Uno, dos, tres, cuatro, cinco, seis, siete.
Camino y miro de reojo la superficie del lago, sus olas plateadas, y por momentos bajo la mirada hacia el vestido amarillo limón que recubre mi vientre. El agua masculla bajo mi vientre, bajo la pasarela.
Un hombre con papada mira absorto el cuerpo de mamá.

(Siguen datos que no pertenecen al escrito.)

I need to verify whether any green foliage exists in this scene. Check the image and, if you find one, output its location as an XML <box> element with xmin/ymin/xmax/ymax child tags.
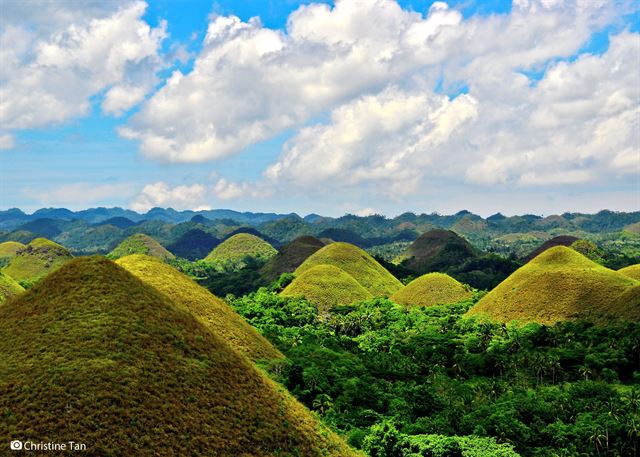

A su lado yace un perro, también él con arrugas. El pequeño Bruno apoya el libro sobre el césped machucado y cierra las manos formando puñitos.
Queremos una casa rodante, dice mamá, que está parada delante de nosotros y zarandea el pelo. Se inclina ligeramente hacia atrás hundiendo los tacos en la tierra. El hombre ríe. Y la risa mueve todo en él y todo alrededor de él. Su piel se mueve, la mesa diminuta frente a la que está sentado se mueve, el suelo se mueve y con el suelo, la casita que hace las veces de recepción, el blanco descascarado de sus paredes, los cajones de flores en las ventanas. Lleva puestos pantalones cortos, blancos, el hombre del que no puedo imaginar cómo ha entrado en ellos y mucho menos cómo piensa salir.
Después nos vamos caminando entre abedules y abetos aislados. Veo la huella de las carpas entre los árboles, veo dónde estaban las carpas el verano pasado, dónde las reposeras plegables, las mesas, las colchonetas. Y ahora parece que no queda nadie salvo nosotros y el Coloso, que nos abre la puerta de la casa rodante, golpea tres veces la chapa y se va.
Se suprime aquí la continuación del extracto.